Graph-theoretic methods have long been used for studying the convergence properties of random walks on a graph, for analyzing synchronization and clustering phenomena in physical systems, and for algorithms in distributed computing, formation control, and networked control systems; we refer the reader to the monographies by Bullo, Cortés and Martínez (2009) and Meshbahi and Egerstedt  (2010) for extensive background material and further references. Boyd, Diaconis and Xiao (2004) developed linear matrix inequalities characterizing the fastest Markov chain on a graph, while Xiao and Boyd (2004) studied linear iterations for distributed averaging and consensus in networks. Ottaviani and Sturmfels (2013) studied the problem of finding weights in a complete graph such that the associated Markov chain has a stationary probability distribution that is contained in a specified linear subspace. This problem is equivalent to characterizing the Laplacian matrices A of a graph such that the pair (C, A) is not observable. This problem seems widely open, but in a special situation (complete graph; weights are complex numbers), Ottaviani and Sturmfels (2013) successfully computed the degree of the variety of unobservable pairs.
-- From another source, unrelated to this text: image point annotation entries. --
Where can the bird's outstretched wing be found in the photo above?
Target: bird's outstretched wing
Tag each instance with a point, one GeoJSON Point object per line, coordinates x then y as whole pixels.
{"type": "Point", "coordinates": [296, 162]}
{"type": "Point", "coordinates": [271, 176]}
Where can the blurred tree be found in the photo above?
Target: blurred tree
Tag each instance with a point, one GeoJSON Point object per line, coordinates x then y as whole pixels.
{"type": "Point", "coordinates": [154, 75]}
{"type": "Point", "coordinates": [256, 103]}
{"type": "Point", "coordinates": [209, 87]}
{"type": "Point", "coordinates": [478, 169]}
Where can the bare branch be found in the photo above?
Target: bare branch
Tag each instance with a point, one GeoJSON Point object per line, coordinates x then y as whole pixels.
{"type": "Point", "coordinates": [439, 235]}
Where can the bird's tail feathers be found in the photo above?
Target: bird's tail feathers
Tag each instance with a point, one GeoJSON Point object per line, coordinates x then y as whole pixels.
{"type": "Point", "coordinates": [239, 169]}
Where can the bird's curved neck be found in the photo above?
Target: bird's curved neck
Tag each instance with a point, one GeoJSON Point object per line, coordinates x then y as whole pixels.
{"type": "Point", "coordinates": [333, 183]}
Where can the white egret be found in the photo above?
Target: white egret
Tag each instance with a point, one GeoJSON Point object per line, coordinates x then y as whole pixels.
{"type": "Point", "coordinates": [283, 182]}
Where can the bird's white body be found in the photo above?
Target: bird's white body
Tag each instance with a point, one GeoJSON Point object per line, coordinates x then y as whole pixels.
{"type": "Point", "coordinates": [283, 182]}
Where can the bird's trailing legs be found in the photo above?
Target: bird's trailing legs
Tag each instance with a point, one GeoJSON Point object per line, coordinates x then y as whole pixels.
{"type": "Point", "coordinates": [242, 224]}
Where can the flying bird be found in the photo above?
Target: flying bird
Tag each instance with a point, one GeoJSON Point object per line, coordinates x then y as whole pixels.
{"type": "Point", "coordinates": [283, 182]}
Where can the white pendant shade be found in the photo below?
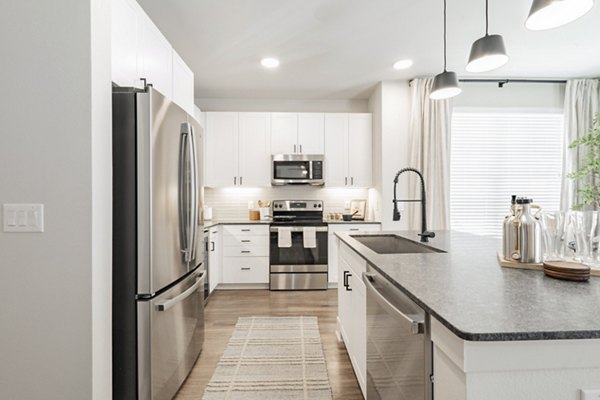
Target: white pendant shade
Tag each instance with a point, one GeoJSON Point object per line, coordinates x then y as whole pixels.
{"type": "Point", "coordinates": [445, 85]}
{"type": "Point", "coordinates": [487, 54]}
{"type": "Point", "coordinates": [548, 14]}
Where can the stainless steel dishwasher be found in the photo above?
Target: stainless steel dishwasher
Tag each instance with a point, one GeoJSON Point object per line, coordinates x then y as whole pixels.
{"type": "Point", "coordinates": [399, 352]}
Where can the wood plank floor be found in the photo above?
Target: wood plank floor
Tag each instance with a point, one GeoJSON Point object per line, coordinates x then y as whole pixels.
{"type": "Point", "coordinates": [223, 310]}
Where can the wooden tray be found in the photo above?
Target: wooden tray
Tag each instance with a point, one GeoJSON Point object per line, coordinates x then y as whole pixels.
{"type": "Point", "coordinates": [533, 266]}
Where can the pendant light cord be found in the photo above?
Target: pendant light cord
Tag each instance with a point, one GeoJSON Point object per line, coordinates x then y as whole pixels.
{"type": "Point", "coordinates": [444, 35]}
{"type": "Point", "coordinates": [486, 18]}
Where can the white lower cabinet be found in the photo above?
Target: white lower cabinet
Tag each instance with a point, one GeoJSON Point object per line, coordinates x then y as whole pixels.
{"type": "Point", "coordinates": [332, 251]}
{"type": "Point", "coordinates": [352, 310]}
{"type": "Point", "coordinates": [245, 254]}
{"type": "Point", "coordinates": [246, 270]}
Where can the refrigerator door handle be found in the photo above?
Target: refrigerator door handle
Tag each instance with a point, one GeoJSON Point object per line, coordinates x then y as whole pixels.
{"type": "Point", "coordinates": [183, 231]}
{"type": "Point", "coordinates": [194, 203]}
{"type": "Point", "coordinates": [167, 305]}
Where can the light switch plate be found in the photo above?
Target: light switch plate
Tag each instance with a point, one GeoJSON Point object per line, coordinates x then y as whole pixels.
{"type": "Point", "coordinates": [23, 217]}
{"type": "Point", "coordinates": [590, 394]}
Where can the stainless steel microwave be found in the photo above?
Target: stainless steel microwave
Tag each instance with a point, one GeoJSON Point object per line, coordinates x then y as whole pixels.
{"type": "Point", "coordinates": [297, 169]}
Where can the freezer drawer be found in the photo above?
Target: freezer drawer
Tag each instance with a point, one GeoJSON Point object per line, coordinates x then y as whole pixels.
{"type": "Point", "coordinates": [170, 337]}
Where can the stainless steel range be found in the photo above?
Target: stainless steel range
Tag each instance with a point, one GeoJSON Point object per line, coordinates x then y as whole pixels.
{"type": "Point", "coordinates": [298, 246]}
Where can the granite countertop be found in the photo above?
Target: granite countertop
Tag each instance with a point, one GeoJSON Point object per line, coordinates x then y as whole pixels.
{"type": "Point", "coordinates": [366, 221]}
{"type": "Point", "coordinates": [214, 222]}
{"type": "Point", "coordinates": [208, 224]}
{"type": "Point", "coordinates": [467, 291]}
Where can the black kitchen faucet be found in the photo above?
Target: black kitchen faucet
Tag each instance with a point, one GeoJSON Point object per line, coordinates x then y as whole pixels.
{"type": "Point", "coordinates": [425, 235]}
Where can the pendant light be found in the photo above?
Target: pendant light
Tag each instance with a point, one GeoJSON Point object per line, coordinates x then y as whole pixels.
{"type": "Point", "coordinates": [445, 84]}
{"type": "Point", "coordinates": [548, 14]}
{"type": "Point", "coordinates": [488, 52]}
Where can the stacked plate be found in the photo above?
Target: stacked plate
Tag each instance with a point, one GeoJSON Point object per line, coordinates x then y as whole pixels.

The literature on formation shape control via distances and graph concepts includes early work by Olfati-Saber, Fax and Murray (2007) and Doerfler and Francis (2010). For characterizations of rigid graphs see Asimov and Roth (1978) and Connelly (1993). References on Euclidean distance geometry and applications include Crippen and Havel (1988), Dress and Havel (1993), and Blumenthal (1953). The nonpositivity condition (8.10) for the Cayley–Menger determinants yields a simple determinantal condition that is necessary for a nonnegative symmetric matrix A with zero diagonal entries to be a Euclidean distance matrix. Blumenthal (1953), Chapter IV, p. 105, has shown that every such matrix A is a Euclidean distance matrix if and only if the Cayley–Menger determinants for all k × k principal submatrices of A are nonpositive, \(k = 1,\ldots,N\). The conditions of parts (d) and (e) in Theorem 8.29 are due to Gower (1985) and Schoenberg (1935), respectively.

A reference for the proof of Theorem 8.45 and related material is Grenander and Szegö (1958). The spectral properties of circulant matrices are well studied. An important fact is that the set of all circulant matrices is simultaneously diagonalized by the Fourier matrix (8.25). Further information on circulant matrices can be found in Davis (1979) and the recent survey by Kra and Simanca (2012). For a statement and proof of the Courant–Fischer minimax principle, see Horn and Johnson (1990). A generalization is Wielandt’s minimax theorem on partial sums of eigenvalues. The eigenvalue inequalities appearing in Theorem 8.57 are the simplest of a whole series of eigenvalue inequalities, which can be derived from eigenvalue inequalities on sums of Hermitian matrices. For a derivation of such eigenvalue inequalities via Schubert calculus on Grassmann manifolds, see Helmke and Rosenthal (1995). The full set of eigenvalue inequalities for sums of Hermitian matrices has been characterized by Klyachko; his work is nicely summarized by Fulton (2000). Such results should be useful in deriving sharp eigenvalue bounds for the Schur complement of Laplacian matrices.